No mesmo sentido, após sistemáticos cortes no FIES, limitando o acesso de milhares de jovens ao ensino superior, gerando muita revolta, agora Dilma sinaliza mudanças no programa, flexibilizando algumas exigências de modo a aumentar a abrangência dos financiamentos, como aumentando o teto da renda familiar exigido, e a possibilidade de novo processo para vagas remanescentes em Junho.

A implantação destas medidas exigiria gastos do governo federal que não têm sido bem vistos pelos economistas burgueses que defendem corte de verbas e ajustes. Com a possível consolidação do golpe institucional quem arcaria seria Temer.

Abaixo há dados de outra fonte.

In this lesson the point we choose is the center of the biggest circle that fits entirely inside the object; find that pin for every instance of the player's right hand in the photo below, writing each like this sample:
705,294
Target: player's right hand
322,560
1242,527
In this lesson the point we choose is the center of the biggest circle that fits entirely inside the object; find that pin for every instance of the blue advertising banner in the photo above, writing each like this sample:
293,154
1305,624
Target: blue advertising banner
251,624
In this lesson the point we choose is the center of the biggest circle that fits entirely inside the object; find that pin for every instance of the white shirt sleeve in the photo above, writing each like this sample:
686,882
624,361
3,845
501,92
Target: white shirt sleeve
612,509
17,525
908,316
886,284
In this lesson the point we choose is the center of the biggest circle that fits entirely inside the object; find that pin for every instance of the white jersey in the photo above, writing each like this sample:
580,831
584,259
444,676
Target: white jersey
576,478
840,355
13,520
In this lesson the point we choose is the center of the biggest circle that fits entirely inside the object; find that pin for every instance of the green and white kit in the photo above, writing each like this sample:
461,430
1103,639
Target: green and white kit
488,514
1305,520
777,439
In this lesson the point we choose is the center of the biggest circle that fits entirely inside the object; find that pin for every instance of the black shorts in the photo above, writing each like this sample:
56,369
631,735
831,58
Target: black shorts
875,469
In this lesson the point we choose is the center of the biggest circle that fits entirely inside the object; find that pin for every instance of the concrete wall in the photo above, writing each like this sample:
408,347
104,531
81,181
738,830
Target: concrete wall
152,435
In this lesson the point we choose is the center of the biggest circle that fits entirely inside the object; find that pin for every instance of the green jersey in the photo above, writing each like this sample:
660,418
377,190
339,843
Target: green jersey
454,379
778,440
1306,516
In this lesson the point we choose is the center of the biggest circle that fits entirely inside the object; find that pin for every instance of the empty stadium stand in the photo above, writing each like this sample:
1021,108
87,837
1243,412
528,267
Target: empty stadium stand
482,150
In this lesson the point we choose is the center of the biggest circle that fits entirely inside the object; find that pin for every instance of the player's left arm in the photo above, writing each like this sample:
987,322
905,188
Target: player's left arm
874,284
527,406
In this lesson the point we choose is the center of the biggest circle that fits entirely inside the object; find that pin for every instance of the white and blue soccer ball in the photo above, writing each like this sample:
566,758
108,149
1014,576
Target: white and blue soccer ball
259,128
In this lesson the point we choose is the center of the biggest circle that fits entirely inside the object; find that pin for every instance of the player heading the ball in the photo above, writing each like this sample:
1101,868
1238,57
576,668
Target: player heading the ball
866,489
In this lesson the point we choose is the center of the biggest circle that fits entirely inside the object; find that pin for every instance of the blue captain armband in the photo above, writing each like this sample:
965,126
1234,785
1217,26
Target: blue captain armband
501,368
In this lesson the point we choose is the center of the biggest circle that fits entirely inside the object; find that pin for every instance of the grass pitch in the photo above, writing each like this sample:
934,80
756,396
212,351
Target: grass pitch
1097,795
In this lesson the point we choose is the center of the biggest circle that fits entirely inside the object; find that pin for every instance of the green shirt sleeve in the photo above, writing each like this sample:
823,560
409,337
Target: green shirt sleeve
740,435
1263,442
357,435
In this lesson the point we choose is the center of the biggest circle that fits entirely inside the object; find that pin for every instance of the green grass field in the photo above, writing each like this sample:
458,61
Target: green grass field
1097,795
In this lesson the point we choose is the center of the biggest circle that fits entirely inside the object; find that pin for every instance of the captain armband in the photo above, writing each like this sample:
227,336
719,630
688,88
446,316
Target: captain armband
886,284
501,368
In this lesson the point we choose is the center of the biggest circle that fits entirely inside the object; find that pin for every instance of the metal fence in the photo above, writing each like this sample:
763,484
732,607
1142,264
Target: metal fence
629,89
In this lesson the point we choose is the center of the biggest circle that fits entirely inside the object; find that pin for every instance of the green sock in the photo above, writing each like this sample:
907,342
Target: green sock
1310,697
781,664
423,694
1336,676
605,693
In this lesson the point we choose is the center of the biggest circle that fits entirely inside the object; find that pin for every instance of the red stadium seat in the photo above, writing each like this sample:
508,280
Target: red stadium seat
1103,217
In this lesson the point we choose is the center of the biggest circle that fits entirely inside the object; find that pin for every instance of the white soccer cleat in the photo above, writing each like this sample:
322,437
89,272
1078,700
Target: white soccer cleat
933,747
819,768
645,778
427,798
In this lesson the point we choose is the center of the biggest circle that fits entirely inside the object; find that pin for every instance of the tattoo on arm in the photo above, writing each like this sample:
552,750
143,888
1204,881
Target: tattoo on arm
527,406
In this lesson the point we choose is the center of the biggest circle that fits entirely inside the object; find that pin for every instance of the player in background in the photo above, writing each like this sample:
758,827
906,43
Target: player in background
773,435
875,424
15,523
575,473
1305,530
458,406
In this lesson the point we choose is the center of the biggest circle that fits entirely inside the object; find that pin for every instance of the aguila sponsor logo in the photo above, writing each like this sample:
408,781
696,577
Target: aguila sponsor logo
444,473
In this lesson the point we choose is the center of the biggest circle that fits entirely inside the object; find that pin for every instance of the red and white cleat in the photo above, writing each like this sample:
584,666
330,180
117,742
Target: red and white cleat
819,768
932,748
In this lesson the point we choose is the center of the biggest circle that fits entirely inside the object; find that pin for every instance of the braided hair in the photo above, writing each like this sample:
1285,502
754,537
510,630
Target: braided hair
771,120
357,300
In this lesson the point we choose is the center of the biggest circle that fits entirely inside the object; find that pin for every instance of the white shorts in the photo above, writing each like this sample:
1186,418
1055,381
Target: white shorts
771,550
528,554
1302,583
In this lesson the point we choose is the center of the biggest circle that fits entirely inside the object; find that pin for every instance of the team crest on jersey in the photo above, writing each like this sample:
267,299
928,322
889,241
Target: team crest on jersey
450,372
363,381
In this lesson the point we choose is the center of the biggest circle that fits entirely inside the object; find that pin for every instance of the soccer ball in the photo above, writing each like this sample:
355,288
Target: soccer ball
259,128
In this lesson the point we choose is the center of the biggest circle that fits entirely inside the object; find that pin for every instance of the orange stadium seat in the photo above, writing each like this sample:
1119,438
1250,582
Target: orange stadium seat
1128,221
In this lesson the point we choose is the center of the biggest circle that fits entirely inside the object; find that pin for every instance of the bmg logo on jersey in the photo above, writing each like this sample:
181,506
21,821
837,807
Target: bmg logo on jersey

A queda de braço final com Temer

Temer vem recebendo apoio da mídia golpista, do empresariado, e de parlamentares reacionários com a promessa de conseguir promover a unidade burguesa necessária ao ataque, ou seja, a capacidade de implementar ajustes que significarão precarização da vida aos trabalhadores, e irão salvaguardar os interesses dos grandes milionários. A imagem de capaz de aplicar os ajustes ajuda na batalha parlamentar para implementar o golpe institucional que não fortalece em nada a força dos trabalhadores, como quer pintar parte da esquerda, como é o caso do PSTU. Pelo contrário, a preparação ao impeachment se deu pelo fortalecimento instituições reacionárias como o judiciário, a polícia federal, e a manobra tenta lavar a cara de políticos corruptos, com bancadas reacionárias saindo fortalecidas. Ao depositar toda a insatisfação apenas ao PT que inegavelmente esteve envolvido em casos de corrupção, lava a cara e alça ao poder a camarilha de corruptos do PMDB em aliança a PSDB.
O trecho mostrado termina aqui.